Der Cloud-Anbieter steigt in den Russell 1000 auf, doch die Aktie fällt stark. Insiderverkäufe und eine allgemeine Tech-Schwäche verstärken den Abwärtstrend.

Die wichtigsten Punkte im Überblick

  • Kursrutsch nach Index-Aufnahme
  • Insiderverkäufe belasten zusätzlich
  • Jahresumsatz übersteigt Milliardenmarke
  • Nächste Quartalszahlen im August

Es sollte ein Meilenstein sein. DigitalOcean schaffte den Sprung aus dem Russell 2000 in den Large-Cap-Index Russell 1000. Doch die Reaktion der Anleger fiel anders aus als erhofft.

Die Aktie des Cloud-Anbieters brach am Donnerstag um 8,16 Prozent auf 114,85 Euro ein. Auf Wochensicht summiert sich das Minus auf rund zehn Prozent. Eine klassische „Sell-the-News“-Reaktion – mit technischen Folgen.

Viele institutionelle Anleger mussten ihre Depots umschichten.

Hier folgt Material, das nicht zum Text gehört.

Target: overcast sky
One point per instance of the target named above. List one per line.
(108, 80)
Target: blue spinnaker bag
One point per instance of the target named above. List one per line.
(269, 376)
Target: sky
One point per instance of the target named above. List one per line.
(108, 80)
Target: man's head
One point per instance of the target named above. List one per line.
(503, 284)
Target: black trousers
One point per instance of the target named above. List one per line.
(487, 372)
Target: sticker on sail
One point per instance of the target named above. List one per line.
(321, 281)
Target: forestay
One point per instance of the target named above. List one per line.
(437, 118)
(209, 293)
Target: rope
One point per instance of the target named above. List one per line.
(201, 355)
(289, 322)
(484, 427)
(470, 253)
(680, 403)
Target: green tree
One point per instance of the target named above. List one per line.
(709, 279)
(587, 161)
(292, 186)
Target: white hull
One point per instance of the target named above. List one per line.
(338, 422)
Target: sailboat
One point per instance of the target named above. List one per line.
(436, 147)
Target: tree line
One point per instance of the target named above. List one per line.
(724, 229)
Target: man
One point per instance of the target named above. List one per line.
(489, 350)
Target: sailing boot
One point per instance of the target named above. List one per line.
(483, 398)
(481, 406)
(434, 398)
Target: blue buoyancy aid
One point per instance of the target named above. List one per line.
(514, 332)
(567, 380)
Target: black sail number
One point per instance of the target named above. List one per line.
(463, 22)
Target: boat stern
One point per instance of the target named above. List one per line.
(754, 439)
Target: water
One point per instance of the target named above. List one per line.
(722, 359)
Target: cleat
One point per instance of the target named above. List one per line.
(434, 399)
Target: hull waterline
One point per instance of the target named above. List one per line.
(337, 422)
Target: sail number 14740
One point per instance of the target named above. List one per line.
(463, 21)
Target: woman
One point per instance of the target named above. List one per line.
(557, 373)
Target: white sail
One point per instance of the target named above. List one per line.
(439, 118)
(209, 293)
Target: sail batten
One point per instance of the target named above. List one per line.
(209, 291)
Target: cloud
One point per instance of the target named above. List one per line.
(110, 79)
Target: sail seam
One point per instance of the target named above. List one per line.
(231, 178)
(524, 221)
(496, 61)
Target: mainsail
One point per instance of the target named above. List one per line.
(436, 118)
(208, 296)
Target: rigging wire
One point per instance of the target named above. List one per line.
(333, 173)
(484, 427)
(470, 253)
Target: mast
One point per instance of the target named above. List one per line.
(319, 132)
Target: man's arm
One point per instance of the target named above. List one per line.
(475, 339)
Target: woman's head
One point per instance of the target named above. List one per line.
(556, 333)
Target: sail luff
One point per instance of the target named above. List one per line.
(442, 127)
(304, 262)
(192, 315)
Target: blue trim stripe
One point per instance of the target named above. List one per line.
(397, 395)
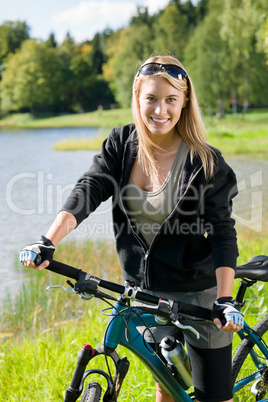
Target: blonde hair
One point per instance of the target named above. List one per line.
(190, 125)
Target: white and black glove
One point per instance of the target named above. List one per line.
(225, 311)
(38, 252)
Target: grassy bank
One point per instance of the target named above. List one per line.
(41, 334)
(99, 118)
(234, 135)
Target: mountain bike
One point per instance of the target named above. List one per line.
(249, 365)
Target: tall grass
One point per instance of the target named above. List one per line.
(42, 333)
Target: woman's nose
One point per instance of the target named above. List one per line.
(160, 108)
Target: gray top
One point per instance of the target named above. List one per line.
(150, 209)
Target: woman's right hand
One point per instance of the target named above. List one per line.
(38, 255)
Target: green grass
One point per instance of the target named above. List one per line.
(42, 333)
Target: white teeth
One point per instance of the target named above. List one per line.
(159, 120)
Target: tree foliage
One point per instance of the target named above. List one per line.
(222, 43)
(12, 34)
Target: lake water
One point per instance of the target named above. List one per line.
(35, 181)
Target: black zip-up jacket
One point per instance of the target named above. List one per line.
(196, 238)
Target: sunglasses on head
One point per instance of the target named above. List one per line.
(171, 69)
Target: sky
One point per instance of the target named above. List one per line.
(81, 18)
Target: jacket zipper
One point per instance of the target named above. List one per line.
(147, 254)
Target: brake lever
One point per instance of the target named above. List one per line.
(179, 325)
(60, 287)
(83, 295)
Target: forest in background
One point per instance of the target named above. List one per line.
(223, 44)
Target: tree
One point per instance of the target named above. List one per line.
(171, 31)
(125, 49)
(12, 35)
(31, 77)
(207, 60)
(243, 25)
(51, 42)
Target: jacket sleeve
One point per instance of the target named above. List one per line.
(101, 180)
(221, 189)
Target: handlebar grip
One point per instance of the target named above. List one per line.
(66, 270)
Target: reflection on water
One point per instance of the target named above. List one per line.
(35, 181)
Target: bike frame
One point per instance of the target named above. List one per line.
(130, 338)
(116, 335)
(257, 362)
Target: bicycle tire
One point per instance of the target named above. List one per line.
(242, 366)
(92, 392)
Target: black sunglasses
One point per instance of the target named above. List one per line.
(171, 69)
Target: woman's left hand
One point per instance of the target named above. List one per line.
(226, 316)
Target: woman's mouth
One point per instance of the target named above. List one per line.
(159, 121)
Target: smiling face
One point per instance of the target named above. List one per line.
(160, 106)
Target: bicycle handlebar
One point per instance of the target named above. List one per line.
(80, 276)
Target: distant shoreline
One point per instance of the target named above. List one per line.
(233, 135)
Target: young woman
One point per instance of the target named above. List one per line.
(172, 198)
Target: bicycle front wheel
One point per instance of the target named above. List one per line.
(243, 366)
(92, 393)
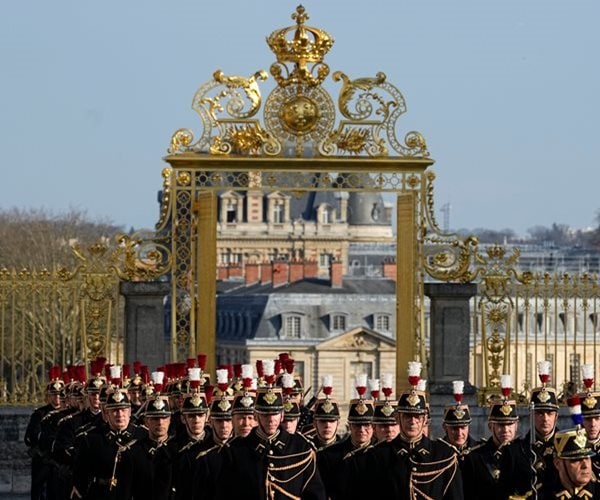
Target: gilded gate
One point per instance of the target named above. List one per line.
(306, 141)
(69, 315)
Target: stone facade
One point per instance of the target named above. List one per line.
(258, 227)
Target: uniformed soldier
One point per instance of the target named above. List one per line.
(49, 429)
(98, 473)
(590, 410)
(457, 419)
(323, 431)
(194, 412)
(482, 466)
(409, 466)
(39, 468)
(291, 408)
(269, 462)
(242, 412)
(333, 459)
(572, 461)
(208, 464)
(528, 461)
(148, 462)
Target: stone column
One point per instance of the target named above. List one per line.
(450, 328)
(145, 338)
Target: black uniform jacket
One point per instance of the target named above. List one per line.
(399, 469)
(98, 472)
(482, 472)
(279, 468)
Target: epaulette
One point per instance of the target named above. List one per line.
(68, 417)
(479, 445)
(450, 445)
(357, 451)
(310, 442)
(127, 446)
(206, 452)
(49, 414)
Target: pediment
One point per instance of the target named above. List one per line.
(358, 339)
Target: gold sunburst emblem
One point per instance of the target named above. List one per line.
(327, 406)
(361, 407)
(270, 397)
(387, 409)
(543, 396)
(459, 413)
(246, 401)
(580, 440)
(224, 404)
(413, 399)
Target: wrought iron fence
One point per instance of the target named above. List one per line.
(521, 318)
(67, 316)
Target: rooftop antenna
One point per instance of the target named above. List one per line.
(446, 220)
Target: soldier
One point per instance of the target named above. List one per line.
(269, 462)
(39, 469)
(482, 467)
(242, 413)
(194, 412)
(590, 410)
(147, 462)
(332, 459)
(457, 419)
(385, 424)
(411, 465)
(527, 462)
(98, 465)
(208, 464)
(63, 448)
(291, 409)
(323, 431)
(572, 460)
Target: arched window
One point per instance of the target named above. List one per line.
(292, 326)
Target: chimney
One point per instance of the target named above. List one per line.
(280, 273)
(266, 273)
(222, 273)
(389, 269)
(296, 271)
(252, 273)
(235, 271)
(336, 271)
(311, 269)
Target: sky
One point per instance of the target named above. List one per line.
(504, 91)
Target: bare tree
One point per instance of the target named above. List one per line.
(38, 239)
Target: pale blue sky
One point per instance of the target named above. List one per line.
(505, 92)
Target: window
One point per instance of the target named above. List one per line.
(574, 366)
(338, 322)
(231, 211)
(291, 327)
(327, 215)
(382, 322)
(325, 259)
(278, 213)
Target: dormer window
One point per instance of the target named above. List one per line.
(291, 327)
(381, 322)
(338, 322)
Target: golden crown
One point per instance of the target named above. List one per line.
(299, 45)
(307, 44)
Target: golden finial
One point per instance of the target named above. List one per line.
(307, 45)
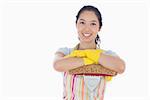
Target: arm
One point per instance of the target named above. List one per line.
(112, 62)
(63, 64)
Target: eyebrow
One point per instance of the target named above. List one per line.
(90, 21)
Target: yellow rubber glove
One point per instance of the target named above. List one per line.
(93, 54)
(88, 61)
(108, 78)
(77, 53)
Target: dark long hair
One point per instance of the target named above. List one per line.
(97, 13)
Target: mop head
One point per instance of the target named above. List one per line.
(93, 70)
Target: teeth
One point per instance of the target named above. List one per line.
(86, 34)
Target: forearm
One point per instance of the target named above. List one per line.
(112, 63)
(66, 64)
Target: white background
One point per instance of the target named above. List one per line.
(32, 30)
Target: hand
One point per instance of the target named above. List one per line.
(88, 61)
(93, 54)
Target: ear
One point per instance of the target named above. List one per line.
(99, 29)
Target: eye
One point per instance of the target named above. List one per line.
(82, 22)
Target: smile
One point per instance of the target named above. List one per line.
(87, 34)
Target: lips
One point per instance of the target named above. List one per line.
(86, 34)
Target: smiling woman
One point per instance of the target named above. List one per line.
(87, 52)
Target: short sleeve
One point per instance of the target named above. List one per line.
(65, 50)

Die Indexaufnahme schafft zwar langfristig mehr Nachfrage über passive Fonds. Aber der kurzfristige Effekt ist erst einmal Verkaufsdruck. Verstärkt wird die Korrektur durch eine generelle Abkühlung im Technologiesektor.

Insiderverkäufe belasten die Stimmung

Brisant: Aus den USA wurden Aktienverkäufe aus dem Unternehmen gemeldet. Direktorin Pratima Arora trennte sich Ende Juni von Anteilen. Solche Transaktionen wiegen besonders schwer, wenn die Bewertung zuvor historische Höhen erreicht hatte.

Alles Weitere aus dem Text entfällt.